ALCESTE À BICYCLETTE, de Philippe Le Guay – 1h44
Avec Fabrice Luchini, Lambert Wilson, Maya Sansa
Mercredi 16 janvier 2013
Je vote : 3 sur 5
Acteur de télévision devenue star grâce à une série médicale, Gauthier Valence vient à l’Île de Ré pour retrouver Serge Tanneur, un grand comédien qui vit en ermite dans une maison familiale déglinguée. Gauthier lui propose de jouer Le Misanthrope, de Molière au théâtre, Serge étant devenu la parfaite incarnation d’Alceste. Après un premier refus, Serge hésite … et propose à Gauthier de répéter la grande scène de l’Acte A entre Philinte et Alceste. Au terme de cinq jours der répétition, il lui dira s’il est de l’aventure… Entre les deux comédiens commence alors un jeu de séduction, et de tensions, ponctué par la présence d’autres personnes qui vivent à Ré durant l’hiver : une italienne en pleine crise de couple, un agent immobilier bavard, un chauffeur de taxi dont la mère est malade…
Deux raisons d’aller voir ce film ?
La modernité de Molière. Il est de bon ton de parler du côté moderne de l’auteur de L’Avare. Philippe le Guay et Fabrice Luchini -co-scénariste du film- le prouve en faisant dire le dramaturge dans une atmosphère résolument moderne. Le duo formé par Luchini et Wilson promène le texte original dans d’improbables décors, et Luchini a plus des allures de Céline reclus à Meudon que celles d’un fringant pensionnaire de la Comédie-Française.
C’est en préparant le tournage de Les Femmes du 6ème étage que Philippe Le Guay a eu l’idée de l’histoire après avoir apporté le scénario de son film en main propre à Luchini sur l’Île de Ré. Arrivé sur l’île, il s’égare dans les marais. Il raconte : « Il vient à mon secours, à vélo lui aussi. Nous prenons des chemins de traverse et je lui dis : « Tu es vraiment le misanthrope, cloîtré au fond de son ermitage ! Et il se met aussitôt à me réciter le début du « Misanthrope », de Molière…(…) Il joue à la perfection les deux rôles, celui d’Alceste et celui de Philinte -il connaît quasiment
toute la pièce par cœur. Et là, d’un seul coup, je vois un film et le titre s’impose à moi : « Alceste à bicylcette ». L’histoire d’un acteur reclus sur l’ïle de Ré. »

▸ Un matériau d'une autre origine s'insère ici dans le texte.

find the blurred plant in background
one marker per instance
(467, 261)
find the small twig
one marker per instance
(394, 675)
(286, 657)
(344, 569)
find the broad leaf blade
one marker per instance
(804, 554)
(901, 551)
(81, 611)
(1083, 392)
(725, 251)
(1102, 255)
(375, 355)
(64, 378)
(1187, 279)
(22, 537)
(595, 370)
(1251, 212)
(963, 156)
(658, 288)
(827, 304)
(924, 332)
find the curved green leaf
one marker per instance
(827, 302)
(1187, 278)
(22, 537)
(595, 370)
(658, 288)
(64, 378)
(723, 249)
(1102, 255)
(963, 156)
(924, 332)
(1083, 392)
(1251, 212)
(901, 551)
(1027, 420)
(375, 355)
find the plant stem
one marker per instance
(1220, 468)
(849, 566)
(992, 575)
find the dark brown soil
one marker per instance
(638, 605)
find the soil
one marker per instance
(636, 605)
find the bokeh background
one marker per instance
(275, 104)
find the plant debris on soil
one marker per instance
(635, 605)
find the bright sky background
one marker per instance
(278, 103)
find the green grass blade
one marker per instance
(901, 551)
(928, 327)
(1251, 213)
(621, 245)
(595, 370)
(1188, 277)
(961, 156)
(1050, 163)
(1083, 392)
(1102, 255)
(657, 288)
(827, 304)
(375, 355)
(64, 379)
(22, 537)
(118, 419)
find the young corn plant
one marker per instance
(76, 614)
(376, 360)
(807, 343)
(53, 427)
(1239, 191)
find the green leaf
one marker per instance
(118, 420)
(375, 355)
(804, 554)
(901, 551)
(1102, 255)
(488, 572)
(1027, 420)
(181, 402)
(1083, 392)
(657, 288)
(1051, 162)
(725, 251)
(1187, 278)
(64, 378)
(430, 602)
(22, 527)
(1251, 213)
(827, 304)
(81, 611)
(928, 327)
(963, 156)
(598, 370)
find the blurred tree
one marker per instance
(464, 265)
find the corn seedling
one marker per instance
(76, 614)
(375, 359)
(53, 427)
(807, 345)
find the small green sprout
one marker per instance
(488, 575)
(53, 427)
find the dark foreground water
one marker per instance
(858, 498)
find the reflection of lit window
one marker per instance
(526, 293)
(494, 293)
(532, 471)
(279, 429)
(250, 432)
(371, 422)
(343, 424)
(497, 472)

En filmant cette répétition improvisée entre deux monstres dans leur genre, Philippe Le Guay redonne toute son actualité à cette pièce : Alceste incarne le refus de la médiocrité, l’ironie face à la mode du paraître, la cruauté du métier d’acteur. Par l’intermède de Luchini, ce personnage d’ermite à la Léautaud (les animaux en moins) donne une vraie épaisseur au personnage de Serge Tanneur. Le seul moment où il tombe ses oripeaux d’homme moderne, c’est quand il se rend en vélo au cocktail costumé en Alceste, et ayant rasé sa barbe de trois jours. Mais, ce jeu des apparences est de courte durée et la violence tamisée des relations humaines reprend vite le dessus.
Une galerie de portrait. Même si son personnage commence à être -trop bien- rodé par ses innombrables passages à la télévision, Luchini campe un Alceste parfait face à Lambert Wilson qui déroule une autre partition, toute aussi solide. Lambert Wilson qui déclare : « Je craignais qu’il ne passe de moi qu’une bouchée. Il s’est établie une certaine connivence entre nous qui est passée par un abandon de ma part : je ne me suis pas protégé. J’étais dans une forme d’honnêteté. » Opposant deux hommes qui ont du métier une conception radicalement opposée – l’un pointilleux jusqu’à la diérèse, l’autre plus « moderne », le cinéaste n’échappe pas toujours à un certain maniérisme dans les séquences de répétition. Il prend de l’ampleur quand le
réalisateur dépeint les méandres de cette amitié propice aux coups bas et que sa caméra sort de la maison bordélique. On sent alors à quel point ces deux comédiens vivent, chacun à leur manière, dans une bulle : l’un incapable de se décider pour savoir s’il faut changer les évacuations de sa maison; l’autre incapable de faire fonctionner un jacuzzi. Tous les deux se retrouvant comme deux adolescents pubères devant la belle italienne qui vit mal une séparation. Une sorte de Célimène moderne, joliment campée par Maya Sansa.
Bref, une jolie comédie marquée par le désenchantement sous le signe de la langue de Molière avec quelques moments insolites dans une mise en scène au demeurant très classique et qui manque parfois de rythme.